New York Times building in Midtown Manhattan. Photo: wiki commons.

Readers of the New York Times may be forgiven if they are misinformed about the Arab-Israeli conflict. They are, after all, held hostage to the newspaper’s determination of what makes news.

One of the underlying themes of the newspaper’s coverage of the Middle East is blaming Israel for the Arab-Israeli conflict while removing Palestinian responsibility for the situation. And if there happens to be no particular Palestinian grievance to play up on a given day, the Times will be sure to create one. Meanwhile, stories about Israeli grievances—for instance, Israel’s outrage over Palestinian President Mahmoud Abbas’ false, inflammatory accusations at a recent Doha conference—are ignored.

The front page of the March 8 edition of the newspaper provides an exemplar of how the New Times manipulates the news of the day. It included a large, above-fold, color picture that had nothing whatsoever to do with any breaking news from the region. In an effort to create news where there was none, the newspaper dredged up a month-old photo of Israeli soldiers with the caption, “Israeli soldiers fired at Palestinian stone throwers in the West Bank town of al Ram, near East Jerusalem, last month.” The newspaper apparently wanted to keep an “Israel as aggressor” motif front and center in its Middle East coverage.

The clashes depicted in al Ram last month, however, were not exactly harmless demonstrations. Masked Palestinians had been hurling both rocks and firebombs. The Committee for Accuracy in Middle East Reporting in America (CAMERA) discovered another major problem with the photo. The soldiers were firing non-lethal rubber bullets, “in other words, a crowd control tool used by police and security forces around the world.” After the newspaper’s foreign editor was contacted about the misleading photograph, the Times issued a correction indicating that, “While the soldiers were indeed firing rifles at stone throwers in the West Bank town of Al Ram last month, the rifles contained rubber bullets.”

But by that time, readers were already misled. Moreover, the accompanying, front-page story, in what could have been construed as a parody, focused on the fact that Palestinian grievances were not dominating the front page anymore.
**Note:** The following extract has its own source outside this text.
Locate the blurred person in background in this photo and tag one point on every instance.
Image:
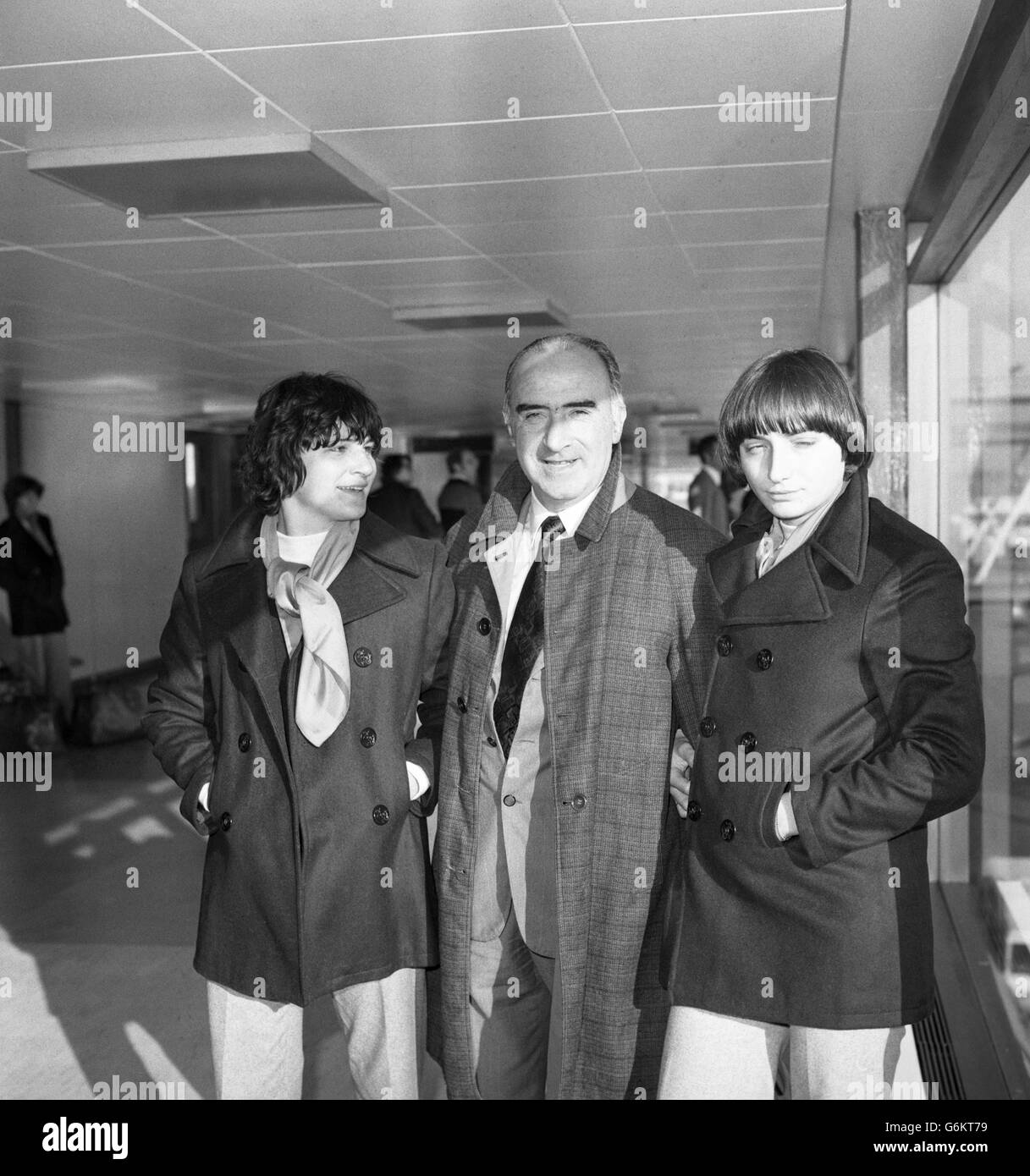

The article, entitled “Mideast Din Drowns Out Palestinians,” proclaimed:

“For decades, as autocrats ruled their neighbors, the Palestinians were at the center of Middle Eastern politics, their struggle with Israeli occupation embodying the Arab longing for post-colonial freedom and dignity… But when Prime Minister Benjamin Netanyahu of Israel visited Washington this week, the conversation was dominated by Iran, not peace talks or occupation.”

Once again, Palestinians were portrayed as victims of Israelis who “contributed to a worsening fiscal crisis for the Palestinian Authority,” who “stepped up their nighttime raids on West Bank cities,” and who “contributed to the [Palestinians’] sense of impotence.” The Palestinian Authority was described as a victim of collapsed peace talks with Israel—”sidelined, confused and worried that its people may return to violence.”

Had the Times wanted to deliver a complete picture of the Arab-Israeli conflict, it could have provided an in-depth analysis of how the PA’s increasing defamation of Israel and glorification of terrorists has a corrosive effect on Palestinian society and reduces the chances of a peaceful solution. Such a story might have helped readers fully understand why Palestinians “may return to violence.”

The newspaper, however, apparently prefers to rehash its message of Israeli guilt—creating front-page news even when there is none to be had.